Officers and Directors
The DGCL authorizes corporations to limit or eliminate the personal liability of directors and officers to corporations and their stockholders for monetary damages for breaches of fiduciary duties, subject to certain exceptions. Our certificate of incorporation includes a provision that eliminates the personal liability of directors and officers for monetary damages to the corporation or its stockholders for any breach of fiduciary duty or other act or omission as a director, except to the extent such exemption from liability or limitation thereof is not permitted under the DGCL. The effect of these provisions is to eliminate the rights of us and our stockholders, through stockholders derivative suits on our behalf, to recover monetary damages from a director or officer for breach of fiduciary duty, including breaches resulting from grossly negligent behavior.
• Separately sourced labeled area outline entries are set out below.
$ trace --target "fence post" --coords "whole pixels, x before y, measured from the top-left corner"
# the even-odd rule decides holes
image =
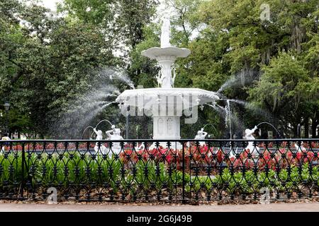
[[[26,162],[26,153],[24,150],[24,143],[22,143],[22,162],[21,162],[21,172],[22,172],[22,177],[21,177],[21,190],[20,196],[21,196],[21,198],[23,198],[23,190],[24,190],[24,163]]]
[[[182,150],[182,157],[183,157],[183,160],[182,160],[182,163],[181,163],[181,170],[182,170],[182,182],[183,182],[183,186],[182,186],[182,203],[186,203],[186,200],[185,200],[185,143],[182,143],[183,145],[183,150]]]

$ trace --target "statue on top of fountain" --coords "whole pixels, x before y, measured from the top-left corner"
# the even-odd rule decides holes
[[[120,141],[124,140],[121,136],[121,129],[116,128],[115,125],[112,125],[111,130],[107,131],[106,135],[108,136],[108,140]],[[112,134],[111,134],[112,133]],[[113,143],[112,151],[114,154],[119,154],[121,150],[121,144],[118,142]],[[108,155],[112,155],[112,151],[110,150]]]
[[[205,140],[206,136],[207,136],[208,133],[205,132],[203,131],[203,128],[202,128],[201,130],[197,131],[197,135],[195,136],[195,140]],[[204,141],[200,141],[199,145],[205,145]]]
[[[254,140],[254,136],[252,136],[252,134],[254,134],[254,131],[257,129],[257,126],[254,126],[254,129],[246,129],[246,130],[245,131],[245,139],[246,140]],[[253,157],[256,157],[259,155],[259,148],[257,147],[257,145],[254,146],[254,142],[250,141],[248,142],[248,145],[246,147],[246,150],[249,149],[250,153],[252,153]]]
[[[162,25],[161,34],[161,48],[169,47],[171,44],[169,40],[171,38],[171,22],[169,16],[163,18],[163,25]]]

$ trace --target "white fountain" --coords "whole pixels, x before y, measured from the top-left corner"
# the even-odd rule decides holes
[[[129,107],[130,115],[142,116],[145,114],[152,117],[155,140],[180,139],[180,117],[183,111],[186,117],[194,118],[194,120],[186,120],[185,123],[196,123],[197,107],[203,107],[206,103],[214,105],[216,100],[219,100],[214,92],[198,88],[174,88],[176,76],[175,73],[173,76],[172,75],[174,64],[177,58],[186,57],[191,51],[172,46],[169,39],[170,22],[169,18],[165,18],[162,27],[161,47],[142,52],[142,56],[158,62],[161,71],[157,78],[160,88],[125,90],[116,99],[123,114],[127,114]],[[164,146],[166,143],[163,142],[160,145]]]

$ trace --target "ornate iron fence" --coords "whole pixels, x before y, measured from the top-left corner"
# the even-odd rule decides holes
[[[1,141],[0,199],[43,201],[52,187],[59,201],[317,198],[318,141]]]

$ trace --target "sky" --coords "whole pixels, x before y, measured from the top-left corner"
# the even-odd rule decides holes
[[[63,0],[42,0],[42,5],[49,8],[52,11],[55,11],[57,10],[56,4],[62,2]],[[160,4],[157,8],[157,12],[161,17],[162,15],[167,14],[167,8],[165,8],[164,6],[164,0],[160,0]]]

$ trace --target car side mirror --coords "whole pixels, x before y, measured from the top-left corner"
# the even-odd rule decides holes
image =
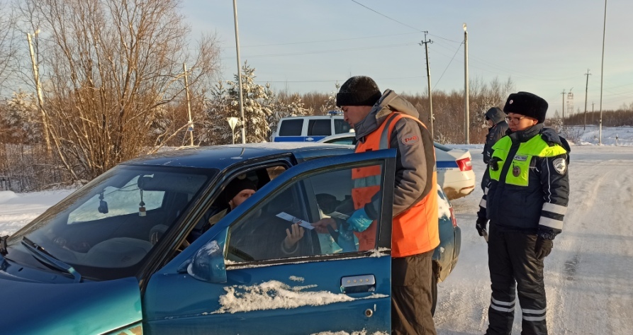
[[[208,283],[226,283],[224,247],[228,228],[200,248],[186,265],[186,272],[194,278]]]

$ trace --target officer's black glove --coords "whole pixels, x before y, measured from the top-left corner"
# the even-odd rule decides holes
[[[488,219],[485,217],[477,217],[477,223],[475,225],[475,228],[477,228],[477,232],[479,233],[479,236],[483,236],[487,234],[486,231],[486,226],[487,225]]]
[[[543,259],[551,252],[554,247],[554,241],[547,239],[540,234],[537,237],[537,243],[534,244],[534,252],[539,259]]]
However, exculpation does not apply to any breaches of the directors or officers duty of loyalty, any acts or omissions not in good faith or that involve intentional misconduct or knowing violation of law, to any director for any authorization of dividends or stock redemptions or repurchases paid or made in violation of the DGCL, for any transaction from which the director or officer derived an improper personal benefit, or to any officer in any action by or in the right of the corporation.
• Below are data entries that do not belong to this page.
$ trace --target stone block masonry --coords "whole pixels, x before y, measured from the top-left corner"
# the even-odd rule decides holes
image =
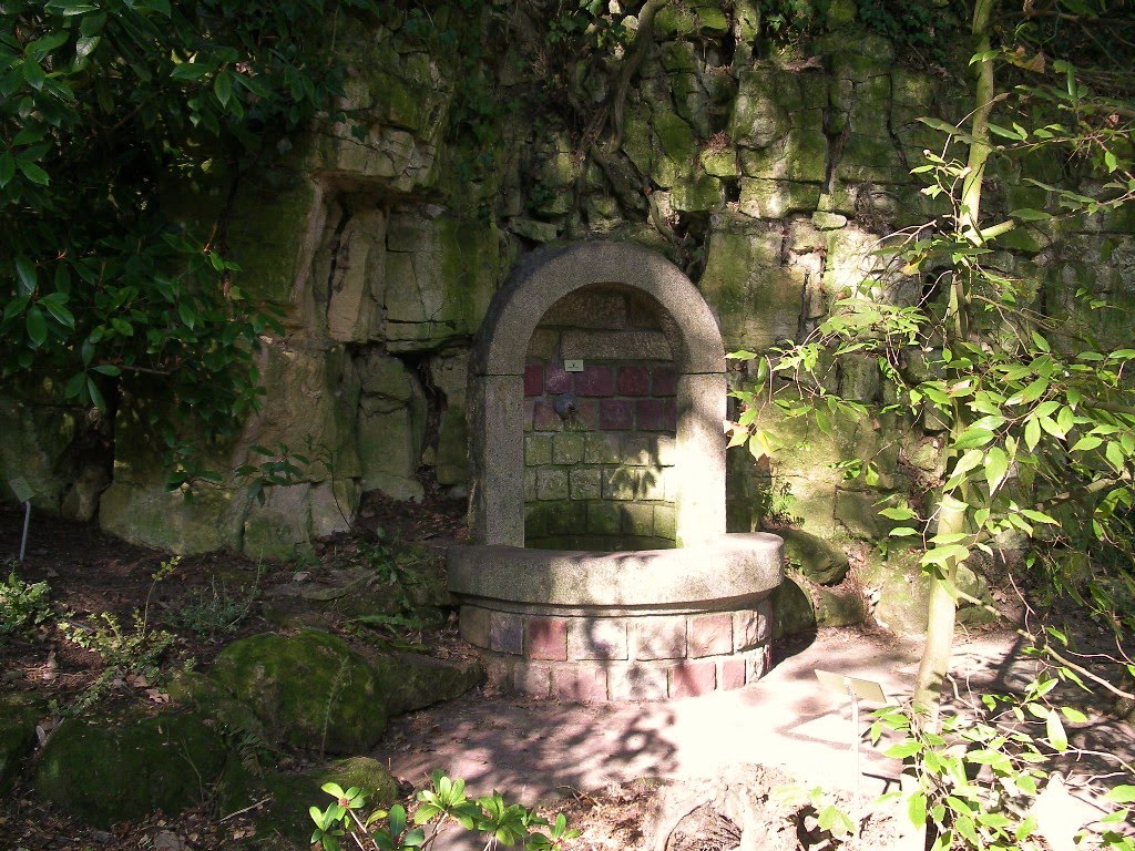
[[[524,368],[528,546],[673,546],[678,376],[656,311],[641,301],[578,292],[533,334]],[[569,372],[569,360],[582,369]],[[565,514],[582,520],[566,536],[554,531]]]
[[[771,667],[772,606],[620,616],[461,610],[461,634],[482,649],[506,690],[579,701],[665,700],[730,691]]]

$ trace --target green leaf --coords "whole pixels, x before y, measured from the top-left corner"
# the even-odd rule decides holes
[[[182,62],[169,73],[170,79],[201,79],[209,68],[197,62]]]
[[[883,508],[880,514],[888,520],[910,520],[915,516],[913,511],[901,506],[894,508]]]
[[[907,802],[907,817],[915,827],[926,824],[926,793],[922,790],[914,792]]]
[[[48,322],[43,318],[43,311],[41,311],[37,305],[33,304],[27,309],[27,314],[24,318],[24,325],[27,330],[27,339],[32,344],[32,348],[39,348],[47,342]]]
[[[1135,786],[1126,784],[1116,786],[1104,798],[1112,803],[1135,803]]]
[[[883,753],[884,756],[888,756],[891,759],[906,759],[907,757],[913,757],[915,753],[922,752],[922,749],[923,749],[922,742],[906,741],[906,742],[899,742],[898,744],[892,744],[890,748],[883,751]]]
[[[989,418],[986,418],[989,419]],[[993,439],[993,432],[987,429],[976,428],[976,423],[970,426],[968,429],[961,432],[961,437],[958,438],[957,443],[953,445],[956,449],[973,449],[975,447],[985,446]]]
[[[54,320],[65,328],[75,327],[75,315],[59,301],[53,298],[44,298],[41,304],[48,309],[48,313],[54,317]]]
[[[48,33],[41,39],[28,42],[27,47],[24,48],[24,56],[43,58],[50,53],[56,48],[66,44],[67,40],[70,37],[69,30],[57,30],[53,33]]]
[[[1108,448],[1103,450],[1103,456],[1108,463],[1116,469],[1117,473],[1124,471],[1124,450],[1116,440],[1108,441]]]
[[[31,295],[40,284],[40,272],[27,258],[16,258],[16,276],[19,278],[19,292]]]
[[[108,410],[107,401],[102,398],[102,391],[99,390],[99,386],[94,382],[94,379],[91,378],[90,376],[86,377],[86,390],[87,393],[91,394],[91,402],[94,403],[94,406],[98,407],[101,412],[106,413]]]
[[[228,106],[229,98],[233,96],[233,77],[227,70],[217,74],[217,77],[213,79],[213,93],[217,95],[217,100],[220,101],[220,106]]]
[[[1000,446],[994,446],[985,454],[985,481],[990,486],[990,495],[994,494],[1009,471],[1009,456]]]
[[[78,59],[86,59],[94,52],[94,49],[99,47],[99,42],[101,41],[101,35],[81,35],[78,41],[75,42],[75,56]]]
[[[34,59],[24,60],[24,79],[27,84],[32,86],[35,91],[43,89],[43,83],[47,81],[47,76],[43,74],[43,68]]]
[[[11,183],[16,176],[16,159],[5,151],[0,153],[0,189]]]
[[[1049,743],[1058,751],[1063,752],[1068,750],[1068,734],[1065,733],[1063,724],[1060,723],[1060,716],[1057,714],[1056,709],[1050,709],[1048,716],[1044,719],[1045,735],[1049,739]]]
[[[24,172],[24,177],[37,186],[47,186],[51,183],[51,178],[48,177],[48,172],[31,160],[19,159],[16,160],[16,165],[19,167],[19,170]]]
[[[1052,218],[1052,213],[1046,213],[1043,210],[1033,210],[1028,207],[1014,210],[1009,214],[1015,219],[1020,219],[1022,221],[1044,221],[1045,219]]]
Our bylaws generally provide that we must indemnify and advance expenses to our directors and officers to the fullest extent authorized by the DGCL. We also are expressly authorized to carry directors and officers liability insurance providing indemnification for our directors, officers and certain employees for some liabilities. We believe that these indemnification and advancement provisions and insurance are useful to attract and retain qualified directors and executive officers.
The limitation of liability, indemnification and advancement provisions in our certificate of incorporation and bylaws may discourage stockholders from bringing a lawsuit against directors and officers for breach of their fiduciary duty. These provisions also may have the effect of reducing the likelihood of derivative litigation against directors and officers, even though such an action, if successful, might otherwise benefit us and our stockholders. In addition, a stockholders investment may be adversely affected to the extent we pay the costs of settlement and damage awards against directors and officers pursuant to these indemnification provisions.
Transfer Agent and Registrar
The transfer agent and registrar for shares of our Class A common stock and Class B common stock is Computershare Trust Company.
Listing
Our Class A common stock is listed on NYSE under the symbol GRDN.